La población era pequeña, y mientras se dirigían a aquel lugar en el que debían recoger el encargo misterioso de Uchiha, Sakura estuvo mirando por la ventanilla para distraerse. Le sorprendió la cantidad de mercadillos artesanales que había, tiendas de regalos, vinotecas y productos locales. Era un pueblo con mucho encanto. Intentó imaginarse al Uchiha adolescente allí, entre sus calles, charlando con sus amigos, apoyado en su vieja Ford y ligando con chicas mientras se pasaba la mano por el flequillo ondulado.

Repartiendo miradas intensas y perezosas sonrisas que romperían corazones por doquier. Estaba segura de que de haber coincidido en el instituto, él jamás se habría fijado en ella; una pelirosa pequeñita, flaca, siempre abrazada a sus libros y carpetas mientras caminaba por los pasillos. Con la mochila colgada en ambos hombros y ataviada con su rebeca favorita; una morada que le tejió su madre, con topos negros y blancos. El Uchiha adolescente sería de los populares. Ella, del grupo de las raritas de la mesa de descartes. Suspiró y se arrebujó en el asiento, en el momento justo en el que él decidió detener la pick-up, frente a un establecimiento de bicis. Frunció el ceño, confusa.

—Será mejor que me esperes aquí, yo vuelvo en seguida —le dijo sin darle tiempo a replicar, porque él bajó del vehículo de un salto, en un pestañeo.

Cruzó los brazos sobre su pecho, molesta. Si él pensaba que ella se iba a subir a una bicicleta tal y como tenía la pierna, había perdido la cabeza.

No tardó en averiguar que ese no era exactamente su plan, ya que a los pocos minutos lo vio salir del establecimiento, acompañado del que debía de ser el dueño, que se despidió de él con un abrazo. Y al caminar hacia la Ford, vio que empujaba un patín.

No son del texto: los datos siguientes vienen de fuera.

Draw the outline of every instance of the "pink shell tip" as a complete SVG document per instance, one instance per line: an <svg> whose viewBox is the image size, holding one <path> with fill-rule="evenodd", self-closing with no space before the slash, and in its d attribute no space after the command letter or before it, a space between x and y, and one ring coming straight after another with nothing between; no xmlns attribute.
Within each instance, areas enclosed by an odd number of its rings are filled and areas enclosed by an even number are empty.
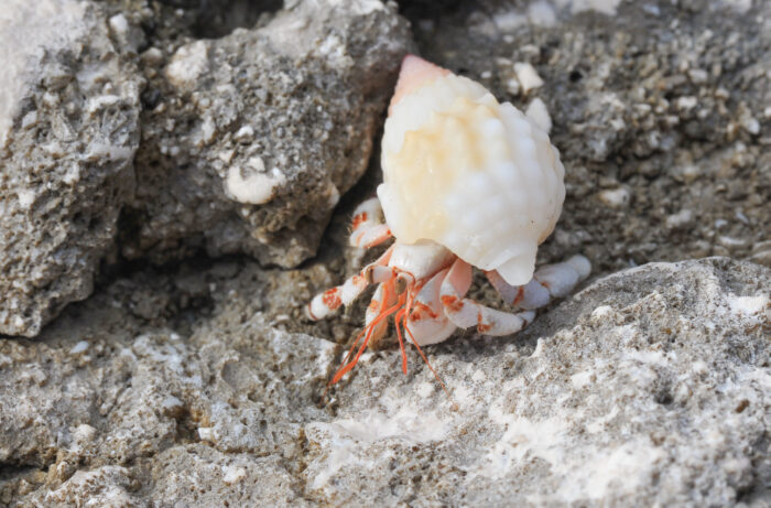
<svg viewBox="0 0 771 508"><path fill-rule="evenodd" d="M449 74L449 71L442 68L438 65L434 65L431 62L426 62L420 56L405 55L402 60L402 68L399 72L399 80L397 82L397 89L391 98L391 105L389 106L389 115L391 109L406 95L422 87L428 82L433 82L437 77L442 77Z"/></svg>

Cuando abrió la puerta de su lado, le regaló una gran sonrisa, encantado con su idea.

—Es un patín —dijo ella como si con aquel simple comentario evidenciara el principal problema que veía en su plan.

—No es un patín cualquiera. Es un último modelo, eléctrico, para dos personas. Mira la tabla, es el doble de ancha que uno normal y un tercio más larga. Lleva una pieza especial aquí adelante para amarrar tus muletas, una bolsa para la compra y esta pieza extraíble es como un estribo, que te vendrá de lujo para reposar la pierna si te sientes cansada.

Sakura abrió ligeramente los ojos, estaba claro que lo tenía todo pensado.

—No podrá con los dos, tú eres muy grande —quiso ponerle alguna pega.

—Y tú muy pequeña. Nos acoplaremos a la perfección.

Otra vez esas imágenes calientes, húmedas y desenfrenadas aparecieron en su mente. ¿Usaba palabras como «acoplaremos» a propósito?

La pregunta quedó sin respuesta cuando lo vio alzar los brazos y tomarla del asiento, de repente. Al dejarla en el suelo, la sujetó por la cintura para que no perdiese el equilibrio, y el contacto hizo que se mordiese el labio con nerviosismo. Itachi cerró la puerta de la pick-up y sujetó las muletas, tal y como le había explicado que haría, en el soporte frontal. Después la ayudó a colocarse y le explicó dónde debía poner las manos para sujetarse. Sakura lo tuvo todo más o menos claro, hasta que lo sintió pegado a su espalda al subirse tras ella en el patín. Cada parte de su cuerpo se puso en alerta. Allí, entre los poderosos brazos masculinos, estirados para tomar el control del manillar, estaba literalmente envuelta por Itachi Uchiha. No podía sentirse más protegida y a la vez en absoluto peligro.

—Apóyate en mí, si así estás más cómoda —le dijo él inclinándose hacia su oído, justo antes de poner el patín en marcha. Y cada poro de su piel se erizó, al instante.